女ふたりの面構えが頼もしい。岩下志麻と桃井かおりだ。
日本映画の黄金時代末期から松竹撮影所で育ち、小津安二郎や小林正樹といった数々の名監督の下で大輪の花を咲かせていったスターが岩下志麻なら、桃井かおりはむしろ撮影所の外からやってきた女優である。人を食ったふてぶてしさの奥にナイーブさを秘めた彼女の演技スタイルは従来の日本映画にはなかったものだ。けだるいエロキューションも独特で、その個性は1970年代のどこか投げやりな気分にピタリと重なった。

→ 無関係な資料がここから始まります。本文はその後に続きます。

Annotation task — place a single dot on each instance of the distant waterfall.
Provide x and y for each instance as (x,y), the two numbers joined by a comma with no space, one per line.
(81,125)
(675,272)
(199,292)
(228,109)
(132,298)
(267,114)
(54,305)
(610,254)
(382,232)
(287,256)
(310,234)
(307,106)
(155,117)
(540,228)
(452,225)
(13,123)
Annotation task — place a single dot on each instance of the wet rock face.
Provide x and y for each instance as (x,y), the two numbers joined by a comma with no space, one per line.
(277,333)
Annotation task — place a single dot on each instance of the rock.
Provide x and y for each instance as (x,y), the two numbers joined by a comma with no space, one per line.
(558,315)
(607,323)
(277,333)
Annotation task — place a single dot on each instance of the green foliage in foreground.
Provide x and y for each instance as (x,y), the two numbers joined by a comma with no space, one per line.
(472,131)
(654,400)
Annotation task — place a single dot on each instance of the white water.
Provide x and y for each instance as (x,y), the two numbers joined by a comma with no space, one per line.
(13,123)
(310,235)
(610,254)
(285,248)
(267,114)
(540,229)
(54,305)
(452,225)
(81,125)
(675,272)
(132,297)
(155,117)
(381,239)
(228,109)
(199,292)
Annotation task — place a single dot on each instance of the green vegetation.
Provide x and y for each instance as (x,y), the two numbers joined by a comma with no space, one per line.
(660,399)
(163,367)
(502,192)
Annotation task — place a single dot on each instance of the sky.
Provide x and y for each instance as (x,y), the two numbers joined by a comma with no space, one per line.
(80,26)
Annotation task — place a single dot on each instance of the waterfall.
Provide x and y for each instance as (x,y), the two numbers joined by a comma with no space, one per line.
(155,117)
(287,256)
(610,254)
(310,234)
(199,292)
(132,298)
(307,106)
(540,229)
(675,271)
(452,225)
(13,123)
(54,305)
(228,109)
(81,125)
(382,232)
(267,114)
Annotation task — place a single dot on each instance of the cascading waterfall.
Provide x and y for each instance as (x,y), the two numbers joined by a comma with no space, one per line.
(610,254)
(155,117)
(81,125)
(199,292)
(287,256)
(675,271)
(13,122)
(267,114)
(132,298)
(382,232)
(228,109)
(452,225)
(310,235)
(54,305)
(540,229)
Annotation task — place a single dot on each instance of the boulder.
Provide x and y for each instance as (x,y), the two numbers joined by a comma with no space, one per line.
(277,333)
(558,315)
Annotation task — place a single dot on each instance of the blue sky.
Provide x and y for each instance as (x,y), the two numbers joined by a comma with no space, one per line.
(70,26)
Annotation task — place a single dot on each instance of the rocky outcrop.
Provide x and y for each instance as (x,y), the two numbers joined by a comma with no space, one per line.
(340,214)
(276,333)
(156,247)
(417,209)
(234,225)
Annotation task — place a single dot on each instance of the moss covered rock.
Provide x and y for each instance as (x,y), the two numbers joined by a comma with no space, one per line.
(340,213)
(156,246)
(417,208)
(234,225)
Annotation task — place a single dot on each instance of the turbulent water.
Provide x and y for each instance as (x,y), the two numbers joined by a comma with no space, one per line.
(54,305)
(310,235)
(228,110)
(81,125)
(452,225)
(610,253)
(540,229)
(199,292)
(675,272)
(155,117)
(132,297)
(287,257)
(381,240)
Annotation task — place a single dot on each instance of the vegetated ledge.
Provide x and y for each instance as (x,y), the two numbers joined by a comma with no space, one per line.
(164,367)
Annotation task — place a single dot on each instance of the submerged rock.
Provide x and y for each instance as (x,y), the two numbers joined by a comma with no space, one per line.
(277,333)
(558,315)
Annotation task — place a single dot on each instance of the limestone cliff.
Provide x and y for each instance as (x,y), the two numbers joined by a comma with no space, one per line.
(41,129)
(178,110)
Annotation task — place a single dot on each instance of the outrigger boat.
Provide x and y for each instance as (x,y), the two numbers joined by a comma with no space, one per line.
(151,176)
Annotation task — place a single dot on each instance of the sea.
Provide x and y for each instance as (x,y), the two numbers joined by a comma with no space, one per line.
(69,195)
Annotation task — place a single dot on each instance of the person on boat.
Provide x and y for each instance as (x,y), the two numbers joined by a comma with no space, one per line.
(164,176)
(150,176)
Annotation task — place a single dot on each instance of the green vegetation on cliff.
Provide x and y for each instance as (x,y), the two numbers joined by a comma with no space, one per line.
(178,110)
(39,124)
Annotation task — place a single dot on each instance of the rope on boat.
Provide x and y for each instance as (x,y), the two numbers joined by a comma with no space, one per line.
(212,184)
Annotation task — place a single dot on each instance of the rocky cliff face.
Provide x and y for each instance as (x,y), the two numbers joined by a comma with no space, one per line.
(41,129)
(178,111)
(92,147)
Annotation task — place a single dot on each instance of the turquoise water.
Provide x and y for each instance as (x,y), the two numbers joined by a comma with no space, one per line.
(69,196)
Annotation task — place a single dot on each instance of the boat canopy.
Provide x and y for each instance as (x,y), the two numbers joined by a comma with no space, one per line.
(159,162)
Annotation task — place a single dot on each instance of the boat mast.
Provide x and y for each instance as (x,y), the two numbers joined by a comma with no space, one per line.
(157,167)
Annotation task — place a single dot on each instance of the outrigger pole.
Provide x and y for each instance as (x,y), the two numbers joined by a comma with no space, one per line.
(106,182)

そんなふたりの芝居が鮮やかに噛み合ったのが本作である。普通、人気女優の競演ともなると、過剰な演技の応酬に鼻白むことも少なくないのだが、ふたりは押し技だけでなく、引き技も巧みに交えながら緊迫感をキープしていく。こういう女優映画、ありそうでなかなかない。
原作・松本清張、監督・野村芳太郎の名コンビによる法廷ミステリーである。
富山県の港から車が転落し、3億円の保険金がかけられていた夫は死亡するが、同乗していた妻の鬼塚球磨子、通称「鬼クマ」(桃井かおり)は無傷で救出される。誰もが保険金目当ての殺人と考え、地元新聞の記者は状況証拠をもとに鬼クマ有罪説のキャンペーンを大々的に張る。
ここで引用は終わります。